He remembers not really looking. He remembers only picking apart the new things, the subtle changes. More gray hairs, more white ones, a very pointed House uniform after days of dress greens, boots that were scuffed. Small things, really. Changes to his mental image of Aral, which has always been perfect.
Simon has to look at him now to see him. To see his parade dress (Imperial audience, of course, but no medals, it's not the Review) and his white hairs and the smile on his face and that look of worry in his eyes.

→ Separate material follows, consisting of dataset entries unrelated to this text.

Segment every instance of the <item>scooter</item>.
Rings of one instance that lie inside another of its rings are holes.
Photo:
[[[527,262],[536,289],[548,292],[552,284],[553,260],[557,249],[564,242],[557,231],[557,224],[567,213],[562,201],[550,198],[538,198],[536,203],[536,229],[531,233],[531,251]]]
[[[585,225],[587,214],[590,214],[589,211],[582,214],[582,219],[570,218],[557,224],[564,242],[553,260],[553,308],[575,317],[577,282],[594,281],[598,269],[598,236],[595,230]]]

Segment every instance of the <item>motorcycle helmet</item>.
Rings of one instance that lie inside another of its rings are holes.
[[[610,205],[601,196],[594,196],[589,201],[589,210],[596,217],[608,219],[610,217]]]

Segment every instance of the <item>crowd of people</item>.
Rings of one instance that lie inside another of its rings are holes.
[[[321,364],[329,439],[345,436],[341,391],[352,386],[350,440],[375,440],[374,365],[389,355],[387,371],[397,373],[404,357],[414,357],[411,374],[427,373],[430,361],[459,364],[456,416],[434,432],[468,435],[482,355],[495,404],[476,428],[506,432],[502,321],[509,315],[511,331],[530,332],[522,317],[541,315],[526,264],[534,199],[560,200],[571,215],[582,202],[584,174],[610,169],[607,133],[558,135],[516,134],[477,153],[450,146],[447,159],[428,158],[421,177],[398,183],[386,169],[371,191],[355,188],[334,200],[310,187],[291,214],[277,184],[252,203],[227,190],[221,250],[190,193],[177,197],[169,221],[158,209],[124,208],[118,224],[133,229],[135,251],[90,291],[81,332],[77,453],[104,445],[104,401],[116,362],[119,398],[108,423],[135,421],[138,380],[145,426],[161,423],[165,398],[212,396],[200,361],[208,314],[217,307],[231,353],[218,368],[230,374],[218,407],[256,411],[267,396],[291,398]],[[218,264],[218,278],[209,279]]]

"It's not that my memory is bad," Simon reports, making it sound easy, simple, painless. Aral always wanted quick, verbal summaries before he would get into the meat of the written reports. "It's merely out of practice."
Aral's expression changes slightly, and Simon used to know them all like muscle memory. He could respond to every movement of Aral's eyes. He could obey all those unvoiced commands.
Now he can't even read them.
"And incomplete," Simon adds.
"Everything that was on the chip is gone?" Aral asks, and he must already know the answer. Is this yet another test, to see if Simon's reasoning facilities are still working? To see if Simon can still function in Vor society without destroying everything?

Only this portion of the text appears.